The club's first-round draft pick isn't happy about his production of late, attributable to multiple causes from Chase's own drops to the way he's now being defended. Chase averaged 107.7 receiving yards per game over the first seven weeks of the season, but just 40.8 since.
"Hell yeah," Chase said Monday when asked if he's upset about the drop-off, per The Athletic. "Of course. C'mon, now. Of course."
The former LSU star and college teammate of Bengals quarterback Joe Burrow exploded over the first two months of the season as one of the NFL's most prolific deep threats. By Halloween, he was leading the NFL in receiving yardage (354) and touchdowns (four) on deep balls (20-plus air yards). But of late, he's been unable to take the top off of opposing defenses, and has just one catch of 20-plus yards in the Bengals' last five games. If New England Patriots QB Mac Jones' candidacy for NFL Offensive Rookie of the Year honors has hit the gas, Chase's campaign has slammed on the brakes.
Concerns about Chase's drops in the preseason quickly went away early in the season, but they've since resurfaced -- he's among the league leaders in drops with eight, per Pro Football Focus, and last week, he dropped a perfectly thrown deep ball from Burrow that was intercepted off his hands. Beyond that, opposing defenses have gotten wise to his ability to get separation on the go-route.

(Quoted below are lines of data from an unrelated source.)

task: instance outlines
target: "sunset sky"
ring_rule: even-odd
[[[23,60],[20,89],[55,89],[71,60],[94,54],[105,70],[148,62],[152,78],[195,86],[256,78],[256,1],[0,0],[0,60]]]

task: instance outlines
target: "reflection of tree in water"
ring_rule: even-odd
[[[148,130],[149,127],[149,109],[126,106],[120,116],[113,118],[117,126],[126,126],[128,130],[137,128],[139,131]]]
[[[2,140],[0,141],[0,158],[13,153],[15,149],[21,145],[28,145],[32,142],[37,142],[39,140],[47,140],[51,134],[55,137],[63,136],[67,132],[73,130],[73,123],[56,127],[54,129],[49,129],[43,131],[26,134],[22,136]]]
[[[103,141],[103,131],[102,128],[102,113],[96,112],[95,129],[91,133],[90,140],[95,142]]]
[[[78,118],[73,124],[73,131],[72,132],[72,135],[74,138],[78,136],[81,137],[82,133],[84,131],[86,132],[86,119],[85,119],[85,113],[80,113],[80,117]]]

"There are ways to help get (Chase) open," Bengals offensive coordinator Brian Callahan said. "There are things we can do that we tried to do and there are times he's had plays that we went to him and just didn't make for whatever reason. I just think teams are much more aware of his skills and his ability and they're pretty determined to not let him be the one to catch a deep ball, and that's really a big reason why Tee (Higgins) has been so productive the last couple of weeks."
One way the Bengals could grease his tracks again, Chase believes, would be to play him at multiple receiving positions. He's aligned wide for the vast majority of his snaps, and has seen only limited action in the slot.
"I was just getting moved around more in college so it wasn't as easy to double team me, instead of me being on one side of the field and that's easy," Chase said. "I would love to move around more. I mean, that's not a bad option. It makes the offense open up more."
Despite the frustrations, Chase's overall numbers -- 55 catches for 958 yards, eight touchdowns and a robust average of 17.4 per catch -- remain lofty. It's no doubt just a matter of time before he's back in the end zone with another rainbow throw from Burrow.
But for both him and the 7-5 Bengals, it can't happen soon enough.